PHOENIX — The US Department of Justice is investigating if the City of Phoenix and its police department violate the civil or constitutional rights of people experiencing homelessness by unlawfully seizing their property when cleaning up camps, US Attorney General Merrick Garland announced on Thursday.
The investigation is part of a larger federal probe into the practices and patterns of the Phoenix Police Department. Homelessness advocate Elizabeth Venable, with Fund for Empowerment, said the news was a welcomed surprise.
“I’m happy that they are considering this a serious enough violation of federal law and civil rights to pursue it at this level,” she said.
The non-profit helps people experiencing homelessness to understand ordinances and laws so they can advocate for themselves.
Venable and a group of current and formerly unsheltered people had already planned to gather on Thursday at a downtown Phoenix homelessness encampment to distribute a guide for people who feel their rights are being violated by police in public spaces.

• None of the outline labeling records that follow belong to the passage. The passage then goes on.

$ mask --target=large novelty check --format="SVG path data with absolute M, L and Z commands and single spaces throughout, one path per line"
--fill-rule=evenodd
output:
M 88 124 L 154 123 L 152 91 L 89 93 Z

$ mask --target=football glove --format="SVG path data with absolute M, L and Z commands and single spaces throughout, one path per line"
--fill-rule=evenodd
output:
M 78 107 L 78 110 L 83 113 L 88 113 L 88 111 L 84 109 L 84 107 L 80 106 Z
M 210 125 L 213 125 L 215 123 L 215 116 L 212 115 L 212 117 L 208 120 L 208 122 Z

Friends Faith Kerns and Frank Urban joined Venable. They were able to gain housing within the last year through Community Bridges but said they had their things confiscated and thrown away by police repeatedly when they lived on the streets.
“When the cops are here that’s it. If they tell you to go, you go without your stuff,” Kerns said.

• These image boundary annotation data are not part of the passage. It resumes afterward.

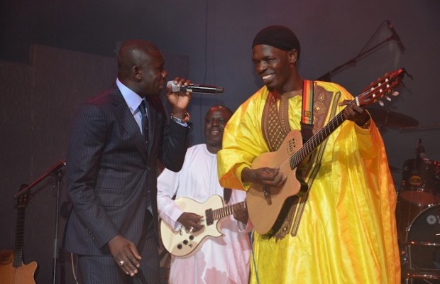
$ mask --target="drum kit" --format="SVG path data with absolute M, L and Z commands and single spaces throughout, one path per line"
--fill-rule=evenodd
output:
M 380 131 L 414 129 L 419 124 L 390 110 L 368 110 Z M 405 160 L 400 170 L 396 221 L 402 283 L 440 283 L 440 162 L 427 158 L 419 139 L 415 158 Z

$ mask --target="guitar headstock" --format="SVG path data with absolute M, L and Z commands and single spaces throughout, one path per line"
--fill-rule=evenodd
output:
M 393 96 L 397 96 L 399 94 L 398 92 L 393 91 L 393 89 L 400 84 L 405 73 L 406 71 L 403 68 L 386 73 L 376 82 L 371 83 L 362 94 L 356 97 L 355 99 L 356 104 L 361 106 L 378 102 L 380 105 L 383 105 L 383 102 L 379 99 L 384 97 L 387 100 L 390 101 L 391 99 L 387 95 L 391 94 Z
M 28 185 L 21 185 L 21 190 L 28 187 Z M 24 208 L 28 206 L 28 203 L 29 202 L 29 194 L 28 193 L 28 190 L 26 190 L 23 195 L 18 197 L 17 200 L 17 207 L 18 208 Z

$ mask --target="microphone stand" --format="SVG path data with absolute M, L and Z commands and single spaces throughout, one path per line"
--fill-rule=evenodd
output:
M 319 81 L 331 82 L 331 76 L 334 73 L 336 73 L 337 71 L 340 70 L 341 69 L 343 68 L 346 66 L 348 66 L 348 65 L 351 65 L 351 64 L 355 64 L 356 62 L 358 62 L 358 59 L 362 58 L 365 54 L 370 53 L 373 50 L 378 48 L 379 46 L 383 45 L 384 43 L 387 43 L 387 42 L 388 42 L 388 41 L 390 41 L 390 40 L 391 40 L 392 39 L 394 39 L 394 36 L 390 36 L 385 40 L 378 43 L 377 45 L 374 45 L 371 48 L 368 49 L 368 50 L 366 50 L 365 51 L 364 51 L 363 53 L 359 53 L 355 58 L 351 58 L 351 60 L 349 60 L 346 62 L 345 62 L 345 63 L 343 63 L 343 64 L 342 64 L 342 65 L 335 67 L 332 70 L 327 72 L 326 74 L 324 74 L 324 75 L 321 75 L 321 77 L 319 77 L 317 80 L 319 80 Z
M 52 270 L 52 283 L 53 284 L 55 283 L 56 281 L 56 271 L 57 271 L 57 261 L 58 258 L 58 216 L 60 214 L 60 190 L 61 190 L 61 180 L 62 180 L 62 177 L 64 175 L 62 173 L 62 168 L 66 165 L 66 160 L 62 160 L 53 165 L 50 168 L 49 168 L 41 177 L 38 178 L 34 182 L 33 182 L 28 187 L 23 188 L 17 192 L 15 195 L 13 195 L 13 198 L 17 199 L 20 196 L 23 195 L 26 192 L 29 190 L 31 187 L 33 187 L 38 183 L 39 183 L 41 180 L 44 180 L 46 177 L 49 175 L 52 175 L 54 180 L 53 187 L 57 189 L 57 202 L 56 202 L 56 208 L 55 208 L 55 236 L 54 236 L 54 244 L 53 244 L 53 270 Z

Urban said during police sweeps he’s lost everything. “Birth Certificate, clothing, blankets, sleeping bags. You name it it was taken,” he said.
During Thursday’s announcement, Assistant Attorney General Kristen Clarke said investigators would be looking into potential violations of the Fourth and Fourteenth amendments of the Constitution. They concern property rights and due process respectively.
In a press conference following the DOJ announcement Phoenix City Manager Ed Zuercher echoed a sentiment from Attorney General Garland and acknowledged that police are not equipped to deal with social issues.
“Police by default end up as the primary responders for those experiencing a mental or behavioral health crisis for homelessness. It is always our responsibility to treat people well, with dignity and respect. And this cannot solely be a police responsibility.”
Zuercher also pointed out that in its most recent budget the City of Phoenix set aside $15 million dollars to hire crisis experts to relieve police of those duties. He said he expects the program to be running within 12 months.
Kerns said it’s past time for changes in how people experiencing homelessness are treated.
“They’ve (police) been going about this the wrong way for ages now and thinking they can get away,” she said.